Thanks to funding from Houston-based organization The Welch Foundation, the University of Houston will be home to the Welch Center for Advanced Bioactive Materials Crystallization. The nonprofit doled out its inaugural $5 million Catalyst for Discovery Program Grant to the new initiative led by Jeffrey Rimer, Abraham E. Dukler Professor of Chemical Engineering, who is known internationally for his work with crystals that help treat malaria and kidney stones.

“Knowledge gaps in the nascent and rapidly developing field of nonclassical crystallization present a wide range of obstacles to design crystalline materials for applications that benefit humankind, spanning from medicine to energy and the environment,” says Rimer in a news release. “Success calls for a paradigm shift in the understanding of crystal nucleation mechanisms and structure selection that will be addressed in this center.”
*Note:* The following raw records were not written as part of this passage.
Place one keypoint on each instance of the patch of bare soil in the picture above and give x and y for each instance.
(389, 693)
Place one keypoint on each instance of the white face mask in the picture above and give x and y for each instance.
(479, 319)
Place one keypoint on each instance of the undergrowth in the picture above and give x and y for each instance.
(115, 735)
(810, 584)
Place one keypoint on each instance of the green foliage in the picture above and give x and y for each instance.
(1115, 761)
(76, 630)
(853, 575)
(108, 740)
The Welch Foundation, which was founded in 1954, has granted over $1.1 billion to scientists in Texas. This new grant program targets researchers focused on fundamental chemical solutions. Earlier this year, the organization announced nearly $28 million in grants to Texas institutions.

"Support from the Welch Foundation has led to important advances in the field of chemistry, not only within Texas, but also throughout the United States and the world as a whole,” says Randall Lee, Cullen Distinguished University Chair and professor of chemistry, in the release. “These advances extend beyond scientific discoveries and into the realm of education, where support from the Welch Foundation has played a significant role in building the technological workforce needed to solve ongoing and emerging problems in energy and health care.”

Rimer and Lee are joined by the following researchers on the newly announced center's team:

  • Peter Vekilov, Moores Professor, chemical and biomolecular engineering
  • Alamgir Karim, Dow Chair and Welch Foundation Professor, chemical and biomolecular engineering;
  • Jeremy Palmer, Ernest J. and Barbara M. Henley Associate Professor, chemical and biomolecular engineering
  • Gül Zerze, chemical and biomolecular engineering
  • Francisco Robles Hernandez, professor of engineering technology.

The University of Houston also received another grant from the Welch Foundation. Megan Robertson, UH professor of chemical engineering, received $4 million$4 million for her work with developing chemical processes to transform plastic waste into useful materials.

“For the University of Houston to be recognized with two highly-competitive Welch Foundation Catalyst Grants underscores the exceptional talent and dedication of our researchers and their commitment to making meaningful contributions to society through discovery,” Diane Chase, UH senior vice president for academic affairs and provost, says in the release.